EPA Bracing for RFS Lawsuit

Source: By DANIEL LOOKER, Agriculture.com • Posted: Friday, August 8, 2014

An official with the Environmental Protection Agency told members of the American Coalition for Ethanol Tuesday that EPA is still working on the final 2014 blending levels that will be mandated under the Renewable Fuel Standard.

“We’re working as hard as we can to get it out the door as soon as possible,” said Paul Machiele, center director for fuel programs in the assessment and standards division of the agency.

EPA’s proposed rule released last November drew strong opposition from biofuels groups because it rolls back the effective mandate for corn ethanol from 13.8 billion gallons in 2013 to 13 billion gallons for this year, justifying the decision in part because the oil industry claims the infrastructure isn’t in place to sell more than roughly 10% ethanol that is currently blended into gasoline, a marketing barrier known as the blend wall.

The EPA is far behind schedule to release the final rule for 2014 blending and just last week it extended requirements for the 2013 RFS a third time this year — a sign that the agency is struggling to finish the regulation.

The agency is still responding to some 300,000 comments that it got on the rule last winter, Machiele said at the ACE annual meeting that’s being held in Minneapolis, Minnesota this week. And it has to submit the rule to the White House Office of Management and Budget for review and for review by other federal agencies, a process he said could take 30 to 90 days.

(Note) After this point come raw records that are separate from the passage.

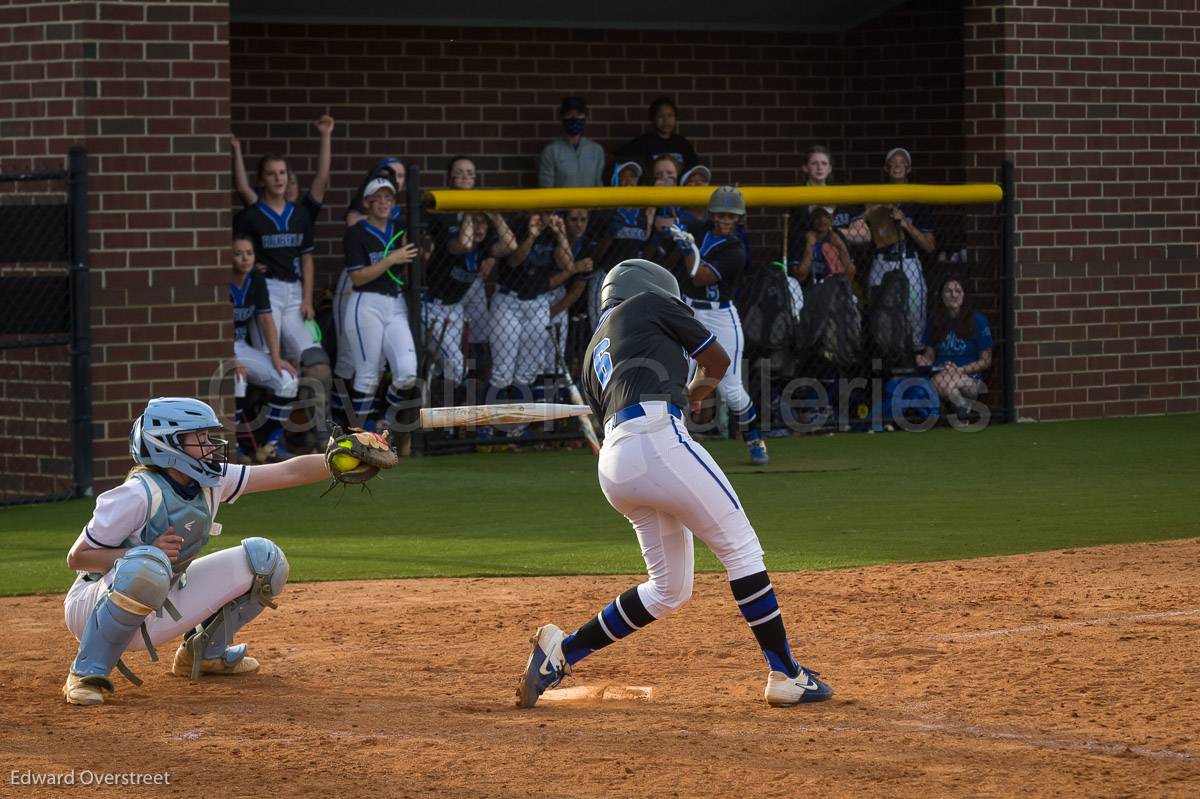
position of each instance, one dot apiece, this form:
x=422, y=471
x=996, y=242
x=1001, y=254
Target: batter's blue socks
x=619, y=618
x=756, y=600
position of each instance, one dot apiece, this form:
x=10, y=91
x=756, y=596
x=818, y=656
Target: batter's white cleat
x=234, y=661
x=546, y=667
x=784, y=691
x=85, y=690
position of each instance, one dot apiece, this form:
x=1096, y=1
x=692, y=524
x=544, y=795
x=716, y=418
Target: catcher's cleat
x=85, y=690
x=234, y=661
x=546, y=667
x=784, y=691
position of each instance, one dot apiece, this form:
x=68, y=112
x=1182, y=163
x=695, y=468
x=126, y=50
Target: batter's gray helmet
x=634, y=276
x=727, y=199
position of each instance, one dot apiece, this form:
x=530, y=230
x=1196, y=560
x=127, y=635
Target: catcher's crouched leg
x=139, y=588
x=209, y=649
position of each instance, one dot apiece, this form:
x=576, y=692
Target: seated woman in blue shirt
x=959, y=340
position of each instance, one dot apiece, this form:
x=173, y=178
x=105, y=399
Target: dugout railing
x=45, y=334
x=840, y=374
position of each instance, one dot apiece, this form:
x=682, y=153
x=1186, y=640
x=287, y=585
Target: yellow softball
x=345, y=461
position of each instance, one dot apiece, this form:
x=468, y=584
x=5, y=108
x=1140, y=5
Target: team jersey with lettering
x=365, y=245
x=249, y=300
x=640, y=352
x=280, y=239
x=726, y=256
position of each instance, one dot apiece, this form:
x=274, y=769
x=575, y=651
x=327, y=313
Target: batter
x=665, y=484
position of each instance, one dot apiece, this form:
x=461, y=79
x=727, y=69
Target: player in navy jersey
x=377, y=329
x=256, y=347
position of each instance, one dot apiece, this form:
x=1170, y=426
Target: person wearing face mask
x=573, y=161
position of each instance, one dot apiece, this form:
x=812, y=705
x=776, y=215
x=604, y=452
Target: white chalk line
x=1059, y=625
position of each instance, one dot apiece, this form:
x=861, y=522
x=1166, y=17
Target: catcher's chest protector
x=192, y=518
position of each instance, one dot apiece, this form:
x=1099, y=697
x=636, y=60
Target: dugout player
x=283, y=247
x=256, y=348
x=377, y=316
x=665, y=484
x=144, y=535
x=520, y=337
x=708, y=286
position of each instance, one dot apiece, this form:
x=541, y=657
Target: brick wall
x=145, y=88
x=751, y=103
x=1098, y=106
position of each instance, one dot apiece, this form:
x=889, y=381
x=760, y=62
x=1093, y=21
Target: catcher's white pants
x=520, y=338
x=447, y=322
x=342, y=295
x=377, y=328
x=286, y=301
x=262, y=371
x=213, y=581
x=669, y=487
x=726, y=325
x=474, y=302
x=916, y=275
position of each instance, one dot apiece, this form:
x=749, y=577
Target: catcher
x=142, y=580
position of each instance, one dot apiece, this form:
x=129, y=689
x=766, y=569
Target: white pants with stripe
x=726, y=325
x=213, y=581
x=262, y=371
x=377, y=328
x=289, y=324
x=445, y=322
x=520, y=340
x=669, y=487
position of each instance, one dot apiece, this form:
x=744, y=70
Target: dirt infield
x=1065, y=673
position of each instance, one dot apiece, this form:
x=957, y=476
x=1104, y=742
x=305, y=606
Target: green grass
x=823, y=503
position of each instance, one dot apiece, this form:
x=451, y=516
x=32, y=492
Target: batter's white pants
x=263, y=372
x=377, y=328
x=520, y=338
x=445, y=322
x=289, y=324
x=342, y=295
x=213, y=581
x=474, y=302
x=669, y=487
x=726, y=325
x=916, y=275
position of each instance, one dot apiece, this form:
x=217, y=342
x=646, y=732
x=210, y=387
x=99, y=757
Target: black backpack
x=765, y=306
x=889, y=324
x=831, y=326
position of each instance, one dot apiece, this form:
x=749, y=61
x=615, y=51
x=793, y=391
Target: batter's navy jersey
x=640, y=354
x=532, y=277
x=249, y=300
x=280, y=239
x=726, y=256
x=449, y=276
x=364, y=246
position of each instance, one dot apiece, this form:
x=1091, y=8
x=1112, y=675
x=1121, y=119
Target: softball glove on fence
x=355, y=456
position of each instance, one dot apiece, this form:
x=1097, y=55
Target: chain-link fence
x=45, y=390
x=852, y=318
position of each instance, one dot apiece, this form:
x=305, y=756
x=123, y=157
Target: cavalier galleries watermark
x=88, y=778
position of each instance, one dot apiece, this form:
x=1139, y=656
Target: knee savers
x=270, y=569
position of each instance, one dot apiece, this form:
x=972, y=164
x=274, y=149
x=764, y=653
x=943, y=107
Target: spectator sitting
x=693, y=218
x=574, y=161
x=661, y=140
x=959, y=340
x=901, y=233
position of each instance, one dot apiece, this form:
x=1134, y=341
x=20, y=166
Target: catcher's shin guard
x=139, y=588
x=214, y=640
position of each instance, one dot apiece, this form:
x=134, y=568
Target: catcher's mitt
x=355, y=456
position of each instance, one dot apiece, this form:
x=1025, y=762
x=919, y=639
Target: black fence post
x=81, y=322
x=415, y=288
x=1008, y=275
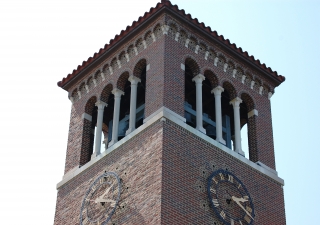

The standard for 2015, “is something we normally would have proposed by now,” he said. But the ability to do that will depend on how much time the staff has to prepare for lawsuits over the 2014 rule, “which we have been told we will receive by several stakeholders.”

EPA has already been challenged in court several times by the oil industry and others over the RFS. Depending on how the final rule looks, it could also face a challenge from the biofuels industry, Brian Jennings, executive vice president of ACE told Agriculture.com later in an interview.

Jonathan Lehman, an attorney for ACE who was former South Dakota Senator Tom Daschle’s counsel when the RFS was written, told an EPA hearing last December that Congress rejected an amendment that would have allowed the oil industry to use lack of infrastructure as an excuse to not sell a fuel it doesn’t like.

Jennings said Tuesday that even if the EPA’s final 2014 rule raises the amount of ethanol that can be blended under the RFS, if the EPA continues to use the blend wall to justify its decisions, “it’s very likely that renewable fuel advocates from all over will be forced to sue.”

ACE, which represents mainly farmer-owned ethanol plants in the Midwest, isn’t anxious to file suit. Jennings told Agriculture.com that his board recently discussed how litigation might affect ethanol blending, and it’s an unanswered question. While he is frustrated by the delays in the 2014 RFS blending rules, “it’s much more important that they (EPA) get this done right,” he said.